Albou Oulet Asniba, membre du bureau exécutif de l’organisation "Secours des Esclaves", active dans la défense des droits des anciens esclaves, affirme que son organisation a enregistré durant les dernières années plus de 100 cas d’esclavage dans plusieurs régions du pays. Et bien qu’une plainte ait été déposée auprès des autorités judiciaires au niveau des instances spécialisées dans le soutien des victimes d’abus, la justice n’a pas pris au sérieux le recours de l’organisation, faisant ainsi preuve d’une nette complaisance vis-à-vis des " maîtres d’esclaves ".
Albou Ouelt Asniba considère aussi que la province de Baseknou, située à l’est de la Mauritanie, à proximité de la région de l’Azawad dans le nord du mali, est considérée aujourd’hui comme une citadelle imprenable de l’esclavage, dans la mesure où les "maîtres" tirent profit des circonstances particulières de ces contrées lointaines et isolées, ainsi que de la propagation de l’ignorance, des difficultés de la scolarisation et du manque d’intérêt médiatique que suscite la région pour échapper aux dénonciations et éviter de rendre des comptes.
Ouelt Asniba termine en disant que si le rapport technique élaboré au niveau de la circonscription géographique de la municipalité d’Aleg certifie que cette dernière n’est pas concernée par ces pratiques, il n’en demeure pas moins que les séquelles évoquées dans ce rapport doivent absolument être traitées en urgence et avec beaucoup de sérieux afin de rendre justice aux victimes et de peur que, ces séquelles ne transforment ces personnes en bombes à retardement, au cas où toute l’ampleur de leurs souffrances ne serait pas prise en considération.
La cérémonie organisée en clôture de la session du conseil municipal ouvert pour fêter la signature de la Déclaration a également été l’occasion pour plusieurs anciens esclaves de dénoncer l’existence de nouveaux modes d’esclavage dont, par exemple, le fait d’orienter les projets de développement vers des zones bien déterminées considérées comme prioritaires en matière de santé, d’éducation et de chaussées goudronnées.
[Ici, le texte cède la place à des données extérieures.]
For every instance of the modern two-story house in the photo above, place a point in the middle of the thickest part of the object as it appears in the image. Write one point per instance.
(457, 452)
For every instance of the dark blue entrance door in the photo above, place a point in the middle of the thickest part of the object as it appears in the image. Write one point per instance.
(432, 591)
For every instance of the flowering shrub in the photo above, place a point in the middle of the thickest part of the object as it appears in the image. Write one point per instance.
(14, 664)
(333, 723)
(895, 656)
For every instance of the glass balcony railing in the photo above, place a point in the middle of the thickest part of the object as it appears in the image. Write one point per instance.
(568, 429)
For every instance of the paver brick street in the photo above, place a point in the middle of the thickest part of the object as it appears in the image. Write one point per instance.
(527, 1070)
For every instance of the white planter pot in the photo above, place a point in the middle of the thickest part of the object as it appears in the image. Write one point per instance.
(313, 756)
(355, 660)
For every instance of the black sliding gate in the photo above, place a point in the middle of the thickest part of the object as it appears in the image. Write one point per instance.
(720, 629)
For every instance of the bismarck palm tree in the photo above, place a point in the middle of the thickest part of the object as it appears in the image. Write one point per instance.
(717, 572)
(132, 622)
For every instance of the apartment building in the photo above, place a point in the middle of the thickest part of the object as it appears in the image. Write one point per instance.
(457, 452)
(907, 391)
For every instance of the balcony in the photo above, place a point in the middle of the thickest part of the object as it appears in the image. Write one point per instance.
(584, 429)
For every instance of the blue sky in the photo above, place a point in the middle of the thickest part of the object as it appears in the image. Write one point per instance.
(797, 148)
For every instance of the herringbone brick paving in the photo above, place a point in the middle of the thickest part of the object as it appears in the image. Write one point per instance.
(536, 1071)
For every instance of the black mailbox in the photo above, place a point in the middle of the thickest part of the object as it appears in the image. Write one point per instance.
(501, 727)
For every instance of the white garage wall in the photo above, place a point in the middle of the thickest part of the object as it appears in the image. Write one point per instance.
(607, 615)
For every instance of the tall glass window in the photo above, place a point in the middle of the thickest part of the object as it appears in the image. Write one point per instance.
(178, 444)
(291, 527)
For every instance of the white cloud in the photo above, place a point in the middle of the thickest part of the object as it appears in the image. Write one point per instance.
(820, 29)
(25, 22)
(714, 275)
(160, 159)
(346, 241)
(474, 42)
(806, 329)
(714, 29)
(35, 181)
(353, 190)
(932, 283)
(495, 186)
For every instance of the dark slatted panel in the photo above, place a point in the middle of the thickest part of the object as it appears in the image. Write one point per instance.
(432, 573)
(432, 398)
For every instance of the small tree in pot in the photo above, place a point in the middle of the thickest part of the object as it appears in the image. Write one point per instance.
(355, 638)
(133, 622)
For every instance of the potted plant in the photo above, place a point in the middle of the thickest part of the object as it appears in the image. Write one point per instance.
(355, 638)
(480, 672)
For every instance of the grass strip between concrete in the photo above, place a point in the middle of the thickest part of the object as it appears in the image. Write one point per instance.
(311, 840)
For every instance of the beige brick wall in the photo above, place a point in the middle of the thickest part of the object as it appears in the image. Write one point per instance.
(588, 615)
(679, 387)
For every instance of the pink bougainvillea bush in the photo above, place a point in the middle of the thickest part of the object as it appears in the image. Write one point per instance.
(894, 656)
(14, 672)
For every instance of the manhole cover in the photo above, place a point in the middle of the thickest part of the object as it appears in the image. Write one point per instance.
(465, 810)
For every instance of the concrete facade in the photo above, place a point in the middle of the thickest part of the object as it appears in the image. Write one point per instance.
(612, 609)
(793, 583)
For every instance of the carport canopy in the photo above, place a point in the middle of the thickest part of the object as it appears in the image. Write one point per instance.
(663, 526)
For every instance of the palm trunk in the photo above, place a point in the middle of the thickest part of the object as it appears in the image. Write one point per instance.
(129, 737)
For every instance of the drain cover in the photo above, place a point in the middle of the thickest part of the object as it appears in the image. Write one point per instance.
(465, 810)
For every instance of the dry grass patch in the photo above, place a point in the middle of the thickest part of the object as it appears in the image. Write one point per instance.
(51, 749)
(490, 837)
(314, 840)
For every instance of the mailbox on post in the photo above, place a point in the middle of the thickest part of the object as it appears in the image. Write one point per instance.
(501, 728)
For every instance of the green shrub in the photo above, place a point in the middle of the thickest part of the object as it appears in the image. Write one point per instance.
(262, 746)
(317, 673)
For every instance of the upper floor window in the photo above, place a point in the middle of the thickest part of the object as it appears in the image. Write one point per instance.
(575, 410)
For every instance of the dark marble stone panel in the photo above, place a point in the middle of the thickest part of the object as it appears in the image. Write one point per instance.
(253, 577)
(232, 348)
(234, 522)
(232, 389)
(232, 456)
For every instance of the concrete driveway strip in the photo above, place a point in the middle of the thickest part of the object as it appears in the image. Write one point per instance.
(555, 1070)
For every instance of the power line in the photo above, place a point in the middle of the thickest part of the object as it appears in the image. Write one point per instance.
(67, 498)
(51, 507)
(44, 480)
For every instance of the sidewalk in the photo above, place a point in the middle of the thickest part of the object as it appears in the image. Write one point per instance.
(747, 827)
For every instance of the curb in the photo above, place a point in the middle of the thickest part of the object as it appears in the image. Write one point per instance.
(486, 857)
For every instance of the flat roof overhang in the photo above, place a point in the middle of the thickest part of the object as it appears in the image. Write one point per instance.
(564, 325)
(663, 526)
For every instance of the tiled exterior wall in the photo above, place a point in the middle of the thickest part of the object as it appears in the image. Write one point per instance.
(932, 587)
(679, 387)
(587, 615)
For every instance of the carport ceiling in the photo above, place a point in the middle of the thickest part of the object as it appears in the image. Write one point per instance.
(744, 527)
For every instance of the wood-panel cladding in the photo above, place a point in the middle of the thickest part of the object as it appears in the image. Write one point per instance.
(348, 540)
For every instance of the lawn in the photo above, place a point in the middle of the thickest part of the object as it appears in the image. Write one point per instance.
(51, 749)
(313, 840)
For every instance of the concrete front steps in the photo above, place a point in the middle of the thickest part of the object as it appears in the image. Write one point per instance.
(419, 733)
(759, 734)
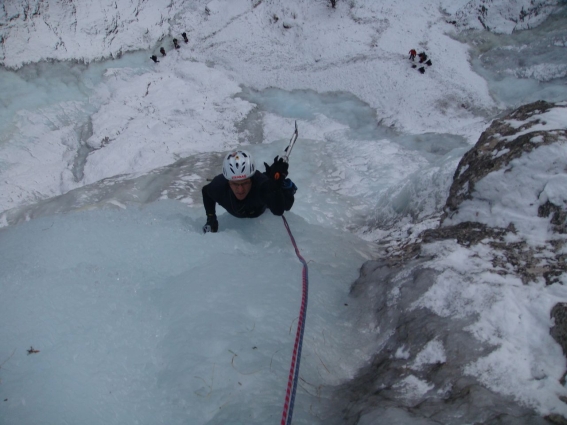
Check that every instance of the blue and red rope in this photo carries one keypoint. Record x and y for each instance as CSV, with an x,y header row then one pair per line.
x,y
296,356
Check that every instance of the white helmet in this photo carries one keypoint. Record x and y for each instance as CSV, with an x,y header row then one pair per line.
x,y
238,165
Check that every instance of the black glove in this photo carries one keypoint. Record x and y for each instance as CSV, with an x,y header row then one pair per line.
x,y
212,224
278,170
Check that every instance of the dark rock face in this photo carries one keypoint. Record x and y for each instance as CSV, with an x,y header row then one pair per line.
x,y
452,397
398,386
499,137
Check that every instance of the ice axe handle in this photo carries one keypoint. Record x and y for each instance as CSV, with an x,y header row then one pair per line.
x,y
290,146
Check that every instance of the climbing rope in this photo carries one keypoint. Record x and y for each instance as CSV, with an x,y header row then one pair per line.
x,y
296,356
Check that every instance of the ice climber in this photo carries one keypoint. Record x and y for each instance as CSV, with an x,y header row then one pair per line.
x,y
246,192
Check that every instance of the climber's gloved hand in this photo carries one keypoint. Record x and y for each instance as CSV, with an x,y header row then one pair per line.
x,y
278,170
212,224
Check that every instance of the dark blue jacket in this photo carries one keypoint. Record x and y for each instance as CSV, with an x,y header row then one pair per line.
x,y
264,193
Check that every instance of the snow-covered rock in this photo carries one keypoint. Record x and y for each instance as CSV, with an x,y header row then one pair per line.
x,y
480,288
503,16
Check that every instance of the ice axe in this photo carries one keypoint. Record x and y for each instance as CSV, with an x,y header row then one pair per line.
x,y
288,149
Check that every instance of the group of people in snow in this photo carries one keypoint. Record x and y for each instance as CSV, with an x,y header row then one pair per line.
x,y
241,189
422,59
175,44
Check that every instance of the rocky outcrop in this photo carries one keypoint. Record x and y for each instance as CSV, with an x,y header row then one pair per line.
x,y
462,312
503,17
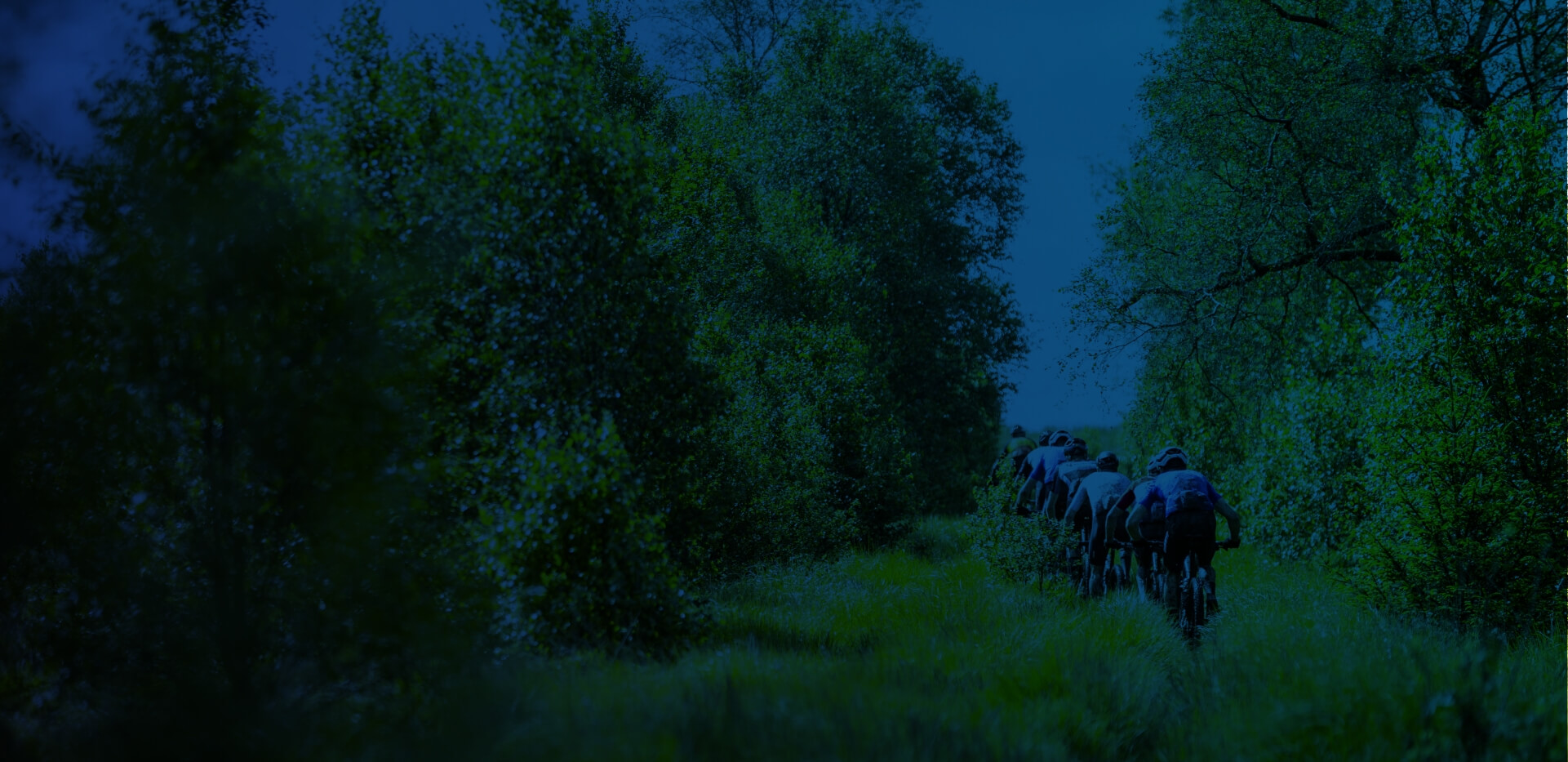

Ils ont également appelé à surveiller le rôle et le rendement de la presse officielle qu’ils considèrent comme un exemple vivant de la consécration de l’esclavage et de l’exclusion de la catégorie des "Haratins".
Par ailleurs, certains militants appartenant à cette catégorie sociale des "Haratins" ont exigé que la discrimination positive se fasse à travers un suivi sur le terrain du rendement des établissements scolaires et de santé dans les milieux précaires et l’encouragement de la formation professionnelle au profit des personnes qui ont dépassé l’âge de la scolarisation afin de les intégrer dans la vie active.
La question demeure toutefois de savoir jusqu’à quel point les conseils régionaux du pays pourront généraliser cette expérience et réagir fermement aux cas d’esclavage qui pourront être détectés au cours de l’action des commissions techniques. Il s’agit également de savoir comment les instances concernées telles que les organisations nationales et internationales des droits de l’homme, ainsi que les partenaires du pays en matière de développement, comprendront cet intérêt soudain accordé au phénomène par les Conseils Régionaux.